There was a bit of a mix-up, and it looks like we're going to review this game again in two weeks...since the Solosaurus Podcast Episode #70 is an awesome interview with game designer Drake Villareal and not a review of Warp's Edge...that review will be in two weeks so you'll see this one again 😀 Just imagine we drop into a warp and we'll do even better next time based on what we draw from the bag!
This week we provide a solo player's review of Warp's Edge! Warp's Edge is a solo only deck - bag and pool builder set in the far-flung future where you are outmanned, outgunned, and alone... but, that nearby black hole may turn out to be advantageous...
Warp's Edge is a solo player game, and like most solo player only games it is fairly difficult, albeit not nearly as difficult as some (looking at you Friday...). The art, components, and cards are very good. As a solo board game it often finds the table more often than those larger, meatier games just because its ease of set-up and tear down, which is quick and simple. Each game takes about 30 - 45 minutes and it's not too difficult to get a few plays in an hour.
If we had to give it a theme, it's a bit like The Last Starfighter meets Edge of Tomorrow. The concept is you've been flung far behind enemy lines, and alone must defeat the mothership nestled among numerous defenders. There are 3 to 4 rounds, or 'warps' to defeat the mothership. Enemies can be evaded or defeated. Begin by drawing enemies, draw tokens from the bag, use actions with those tokens, resolve enemy attacks, then draw 5 more tokens. The round is over if you need to draw tokens and cannot.

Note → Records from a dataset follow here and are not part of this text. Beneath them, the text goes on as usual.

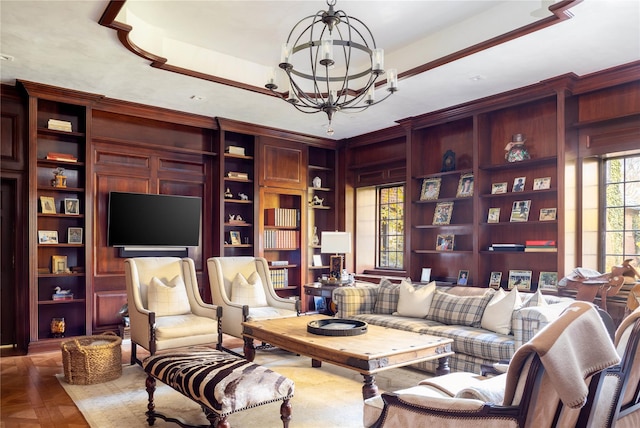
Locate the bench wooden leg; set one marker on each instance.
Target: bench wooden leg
(151, 387)
(285, 413)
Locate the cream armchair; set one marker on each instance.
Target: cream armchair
(166, 310)
(242, 287)
(546, 384)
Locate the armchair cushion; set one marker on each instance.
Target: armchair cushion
(415, 301)
(248, 292)
(459, 310)
(168, 299)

With each warp you level up by having more powerful skills and abilities to draw from the bag.
Due to the drawing factor there is some randomness, but there are enough mitigations that it doesn't detract from the experience.
Defeating the boss is a real challenge, and once you've defeated the mothership (and there are five bosses and four motherships, so plenty of unique challenges of increasing difficulty in the base game) you feel a real sense of accomplishment!
A couple of minor nit-picks are the rulebook and the iconography. While we didn't have an issue with the rulebook, some folks reported that they had to keep referring back. When we play a new game, we generally go through several playthroughs until the rules are familiar, than we really don't need the rulebook anymore. For iconography the symbols are straightforward for the most part, but in some areas of the game - like the power tokens, it uses art. Some folks do not want to learn another set of icons and in some cases using art can throw people off, and these players would rather have words. So, if you're of like mind you know which side of that you'd fall on.
All told, Warp's Edge is a highly enjoyable, quick, bag-building fun time! With just a touch of randomness and plenty of tactical decisions to be made, isn't it time you strapped in and prepared for lift off?